¶After the Archbishop of York urged prayers for good weather to help crops, the Rev. Roger Lloyd, Canon of Winchester, wrote in the British weekly Time & Tide: “The Christian is bound to believe that all natural law is given by God in creation, and is intended to be a necessary part of the environment . . . The first heresy in prayer, as Archbishop Temple used to say, is the attempt to persuade God to change His mind—blasphemy in the attempt and calamity in the result . . . Our Lord . . . specifically ordered us to pray for and to heal the sick. But about the weather He had nothing to say. He simply accepted it.”
¶Writing in the British Dominican review, Blackfriars, Oxford’s professor of Eastern religions and ethics, Robert C. Zaehner, takes apart Novelist Aldous Huxley’s book The Doors of Perception, in which Huxley proclaims that a drug called mescalin produced in him something like a religious experience. “This is the [familiar] experience of union with nature; it is not union with God,” writes Zaehner. “The Doors of Perception cannot … be classed as a holy book; for holiness implies peace. There is no peace here . . .” Far from approaching the Beatific Vision, Huxley “came nearer than he knew to the gates of Hell.”

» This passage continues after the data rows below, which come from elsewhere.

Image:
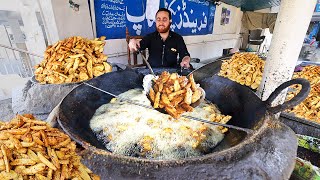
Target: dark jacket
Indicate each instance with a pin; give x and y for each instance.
(164, 54)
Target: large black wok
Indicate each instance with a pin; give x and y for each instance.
(268, 153)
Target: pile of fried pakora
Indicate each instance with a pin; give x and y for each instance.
(174, 93)
(31, 149)
(310, 107)
(243, 68)
(73, 59)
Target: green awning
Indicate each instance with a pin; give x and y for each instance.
(251, 5)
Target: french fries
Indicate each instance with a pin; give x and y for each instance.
(73, 59)
(243, 68)
(30, 149)
(174, 93)
(310, 108)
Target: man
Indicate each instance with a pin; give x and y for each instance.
(163, 44)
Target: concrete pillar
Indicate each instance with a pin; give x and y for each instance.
(35, 40)
(290, 29)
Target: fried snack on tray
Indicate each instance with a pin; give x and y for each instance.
(31, 149)
(174, 93)
(243, 68)
(310, 108)
(73, 59)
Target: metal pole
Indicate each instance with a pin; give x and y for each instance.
(21, 50)
(290, 29)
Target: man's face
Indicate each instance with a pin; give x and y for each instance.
(162, 22)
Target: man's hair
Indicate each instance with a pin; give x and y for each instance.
(165, 10)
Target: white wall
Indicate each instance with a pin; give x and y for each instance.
(205, 47)
(70, 22)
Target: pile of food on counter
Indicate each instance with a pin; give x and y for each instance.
(243, 68)
(73, 59)
(132, 130)
(174, 93)
(30, 149)
(310, 108)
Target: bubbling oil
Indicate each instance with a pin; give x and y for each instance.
(131, 130)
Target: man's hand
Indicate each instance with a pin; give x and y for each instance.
(134, 45)
(185, 62)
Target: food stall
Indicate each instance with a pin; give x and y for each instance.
(120, 133)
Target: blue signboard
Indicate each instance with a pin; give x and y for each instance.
(317, 9)
(189, 17)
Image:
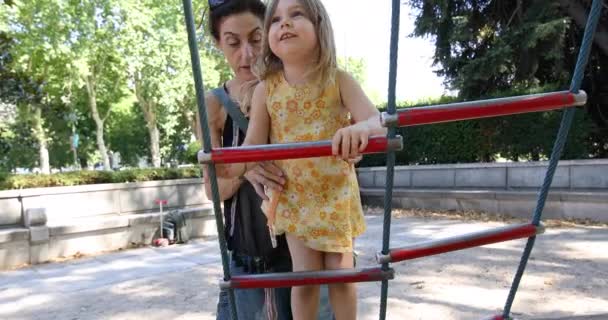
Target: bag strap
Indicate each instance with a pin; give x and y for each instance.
(232, 108)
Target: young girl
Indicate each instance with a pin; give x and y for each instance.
(304, 97)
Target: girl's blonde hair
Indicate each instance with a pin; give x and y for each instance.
(325, 69)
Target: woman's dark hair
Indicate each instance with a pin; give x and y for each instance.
(231, 7)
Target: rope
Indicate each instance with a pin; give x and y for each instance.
(202, 111)
(390, 158)
(560, 141)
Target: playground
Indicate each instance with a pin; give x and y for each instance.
(567, 278)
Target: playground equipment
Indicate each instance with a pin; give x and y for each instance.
(408, 117)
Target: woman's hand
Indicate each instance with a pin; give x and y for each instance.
(265, 174)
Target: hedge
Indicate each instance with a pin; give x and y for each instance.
(11, 181)
(519, 137)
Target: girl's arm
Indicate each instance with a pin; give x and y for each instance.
(350, 141)
(257, 133)
(216, 117)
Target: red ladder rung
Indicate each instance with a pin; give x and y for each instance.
(476, 239)
(302, 278)
(484, 108)
(282, 151)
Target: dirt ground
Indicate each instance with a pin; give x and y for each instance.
(567, 277)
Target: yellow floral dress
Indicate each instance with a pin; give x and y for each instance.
(320, 203)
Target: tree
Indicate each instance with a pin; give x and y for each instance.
(97, 29)
(485, 47)
(159, 68)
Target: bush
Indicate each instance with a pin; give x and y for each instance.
(519, 137)
(8, 182)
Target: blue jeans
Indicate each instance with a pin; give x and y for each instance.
(250, 302)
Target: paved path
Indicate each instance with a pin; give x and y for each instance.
(567, 278)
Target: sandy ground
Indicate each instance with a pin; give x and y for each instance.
(567, 278)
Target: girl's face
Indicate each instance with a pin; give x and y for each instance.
(292, 35)
(241, 42)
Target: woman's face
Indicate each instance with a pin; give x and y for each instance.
(241, 42)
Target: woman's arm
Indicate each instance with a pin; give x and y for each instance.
(257, 133)
(216, 118)
(349, 142)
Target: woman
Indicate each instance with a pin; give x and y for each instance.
(236, 27)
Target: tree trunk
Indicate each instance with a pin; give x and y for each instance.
(154, 144)
(578, 13)
(43, 150)
(99, 122)
(147, 108)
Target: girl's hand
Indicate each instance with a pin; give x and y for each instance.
(349, 142)
(265, 174)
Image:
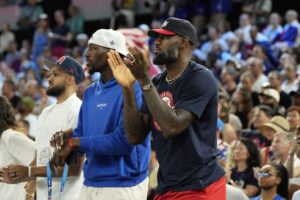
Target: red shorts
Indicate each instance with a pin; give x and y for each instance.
(215, 191)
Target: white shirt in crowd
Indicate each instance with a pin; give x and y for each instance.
(55, 118)
(16, 149)
(289, 87)
(256, 87)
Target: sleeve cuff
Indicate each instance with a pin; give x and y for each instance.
(84, 144)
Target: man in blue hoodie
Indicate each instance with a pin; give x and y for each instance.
(114, 169)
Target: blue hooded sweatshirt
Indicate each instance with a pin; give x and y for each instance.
(110, 160)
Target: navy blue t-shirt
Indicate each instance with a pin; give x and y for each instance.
(188, 161)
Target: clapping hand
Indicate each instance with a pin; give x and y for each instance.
(59, 156)
(136, 66)
(14, 174)
(60, 138)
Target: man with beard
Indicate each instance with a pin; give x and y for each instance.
(180, 109)
(64, 76)
(114, 169)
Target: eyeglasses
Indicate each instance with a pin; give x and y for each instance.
(164, 37)
(264, 174)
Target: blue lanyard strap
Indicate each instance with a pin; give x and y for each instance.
(63, 181)
(49, 181)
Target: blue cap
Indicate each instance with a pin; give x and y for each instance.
(220, 125)
(72, 67)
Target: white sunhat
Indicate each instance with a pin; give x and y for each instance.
(111, 39)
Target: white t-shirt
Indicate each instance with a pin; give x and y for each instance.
(256, 87)
(235, 193)
(55, 118)
(17, 149)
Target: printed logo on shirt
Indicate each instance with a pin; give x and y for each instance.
(45, 155)
(167, 97)
(101, 105)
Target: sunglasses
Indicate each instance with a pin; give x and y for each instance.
(264, 174)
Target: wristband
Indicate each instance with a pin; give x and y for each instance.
(29, 171)
(30, 194)
(71, 145)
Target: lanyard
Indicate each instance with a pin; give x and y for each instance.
(63, 180)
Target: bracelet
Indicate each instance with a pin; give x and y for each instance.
(29, 171)
(30, 194)
(71, 145)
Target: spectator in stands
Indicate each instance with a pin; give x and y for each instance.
(75, 21)
(274, 30)
(259, 11)
(30, 14)
(9, 90)
(275, 81)
(232, 124)
(229, 77)
(124, 7)
(219, 10)
(6, 37)
(245, 156)
(256, 67)
(293, 116)
(13, 56)
(40, 38)
(225, 32)
(273, 182)
(290, 31)
(244, 27)
(264, 47)
(200, 12)
(281, 146)
(60, 35)
(290, 82)
(277, 124)
(25, 111)
(246, 81)
(207, 47)
(260, 52)
(270, 97)
(242, 103)
(82, 40)
(15, 149)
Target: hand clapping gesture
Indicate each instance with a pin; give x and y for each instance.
(136, 66)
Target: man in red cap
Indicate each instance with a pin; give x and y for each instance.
(179, 108)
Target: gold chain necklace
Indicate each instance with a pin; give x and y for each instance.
(170, 81)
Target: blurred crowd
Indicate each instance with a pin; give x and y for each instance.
(257, 65)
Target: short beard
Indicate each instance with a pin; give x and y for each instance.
(166, 58)
(268, 187)
(56, 91)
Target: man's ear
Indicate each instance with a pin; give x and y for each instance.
(184, 42)
(70, 80)
(278, 180)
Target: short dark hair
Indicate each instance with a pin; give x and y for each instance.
(7, 117)
(267, 110)
(294, 108)
(282, 188)
(254, 155)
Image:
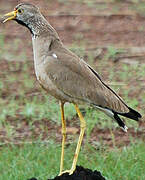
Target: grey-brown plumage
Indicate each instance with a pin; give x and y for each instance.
(63, 74)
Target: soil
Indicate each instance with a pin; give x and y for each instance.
(79, 174)
(100, 28)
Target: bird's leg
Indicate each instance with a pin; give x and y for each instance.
(82, 127)
(63, 136)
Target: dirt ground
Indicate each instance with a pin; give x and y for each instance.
(117, 24)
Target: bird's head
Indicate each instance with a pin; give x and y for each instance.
(27, 15)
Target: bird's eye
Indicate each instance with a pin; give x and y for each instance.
(20, 11)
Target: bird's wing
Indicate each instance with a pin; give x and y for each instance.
(77, 79)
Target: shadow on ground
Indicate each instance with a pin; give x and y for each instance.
(79, 174)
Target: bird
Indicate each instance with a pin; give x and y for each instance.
(67, 77)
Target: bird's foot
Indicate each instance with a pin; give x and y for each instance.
(67, 171)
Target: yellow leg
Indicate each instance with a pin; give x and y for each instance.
(63, 136)
(82, 127)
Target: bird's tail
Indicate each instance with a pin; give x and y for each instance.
(132, 114)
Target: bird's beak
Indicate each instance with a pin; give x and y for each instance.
(12, 15)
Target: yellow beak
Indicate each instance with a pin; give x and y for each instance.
(11, 15)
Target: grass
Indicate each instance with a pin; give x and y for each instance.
(23, 104)
(41, 161)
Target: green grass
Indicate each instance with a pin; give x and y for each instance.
(42, 161)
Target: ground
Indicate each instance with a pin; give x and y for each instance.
(109, 35)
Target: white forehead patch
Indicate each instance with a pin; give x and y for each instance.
(54, 55)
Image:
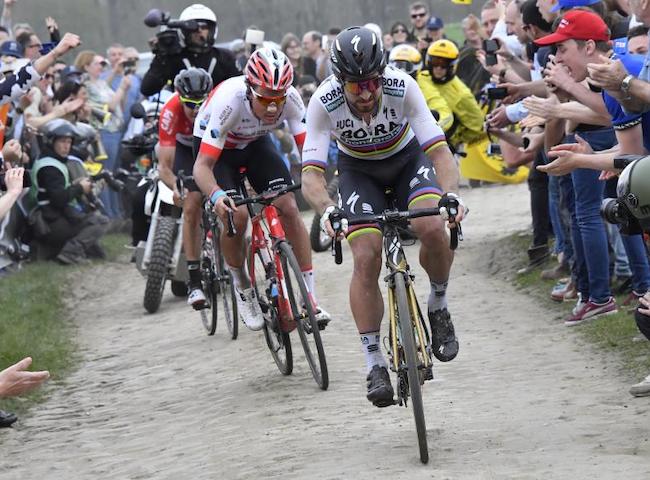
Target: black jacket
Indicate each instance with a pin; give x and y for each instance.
(164, 68)
(52, 181)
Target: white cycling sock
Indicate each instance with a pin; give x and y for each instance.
(437, 297)
(240, 278)
(371, 345)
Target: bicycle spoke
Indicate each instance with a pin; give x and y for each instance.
(264, 281)
(407, 337)
(304, 315)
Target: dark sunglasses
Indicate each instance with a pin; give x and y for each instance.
(355, 88)
(439, 62)
(191, 102)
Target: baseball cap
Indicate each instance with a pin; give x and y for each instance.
(11, 48)
(572, 4)
(577, 25)
(434, 23)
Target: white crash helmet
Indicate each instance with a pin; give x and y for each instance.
(198, 11)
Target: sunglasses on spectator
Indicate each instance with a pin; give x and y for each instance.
(355, 88)
(267, 101)
(191, 102)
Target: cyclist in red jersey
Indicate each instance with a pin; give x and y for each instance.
(233, 130)
(175, 154)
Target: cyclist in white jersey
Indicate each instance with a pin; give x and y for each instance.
(387, 137)
(233, 128)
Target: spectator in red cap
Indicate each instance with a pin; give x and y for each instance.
(581, 37)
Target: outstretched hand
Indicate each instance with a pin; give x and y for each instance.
(16, 380)
(67, 43)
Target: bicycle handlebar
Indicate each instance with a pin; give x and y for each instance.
(264, 198)
(388, 217)
(267, 196)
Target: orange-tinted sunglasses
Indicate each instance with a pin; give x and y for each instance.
(267, 101)
(355, 88)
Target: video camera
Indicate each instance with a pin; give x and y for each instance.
(169, 41)
(27, 181)
(631, 208)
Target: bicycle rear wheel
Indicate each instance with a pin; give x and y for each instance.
(304, 315)
(408, 344)
(264, 280)
(225, 284)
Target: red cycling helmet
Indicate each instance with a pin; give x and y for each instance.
(269, 68)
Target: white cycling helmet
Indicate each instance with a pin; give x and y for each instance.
(200, 12)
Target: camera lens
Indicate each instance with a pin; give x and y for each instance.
(610, 210)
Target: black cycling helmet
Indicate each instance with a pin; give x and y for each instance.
(357, 54)
(59, 128)
(193, 83)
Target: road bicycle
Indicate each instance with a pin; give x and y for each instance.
(409, 341)
(279, 285)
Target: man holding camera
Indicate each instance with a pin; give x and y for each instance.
(189, 45)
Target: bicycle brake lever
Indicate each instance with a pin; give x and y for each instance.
(337, 251)
(232, 231)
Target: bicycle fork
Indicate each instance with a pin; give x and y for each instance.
(395, 353)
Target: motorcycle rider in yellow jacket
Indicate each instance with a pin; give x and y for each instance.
(440, 76)
(408, 59)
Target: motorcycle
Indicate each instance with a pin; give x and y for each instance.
(160, 257)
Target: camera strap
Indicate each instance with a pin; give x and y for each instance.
(213, 63)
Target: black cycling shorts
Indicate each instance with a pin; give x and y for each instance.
(265, 168)
(363, 183)
(184, 160)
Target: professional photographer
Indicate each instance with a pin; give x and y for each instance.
(187, 42)
(631, 210)
(70, 233)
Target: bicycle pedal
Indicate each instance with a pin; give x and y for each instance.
(201, 306)
(385, 403)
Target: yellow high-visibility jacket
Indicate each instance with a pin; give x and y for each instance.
(468, 117)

¶In Ceylon, the Rev. Bob Richards, 28, consultant in Christian life activities at California’s La Verne College, world’s top pole vaulter and holder of the national A.A.U. decathlon title, was invited to address the Sunday school of the Methodist Church in Colombo. Suddenly the invitation was canceled. Reason: Bob, known as “the pole-vaulting padre,” was found to have participated in Sunday sports.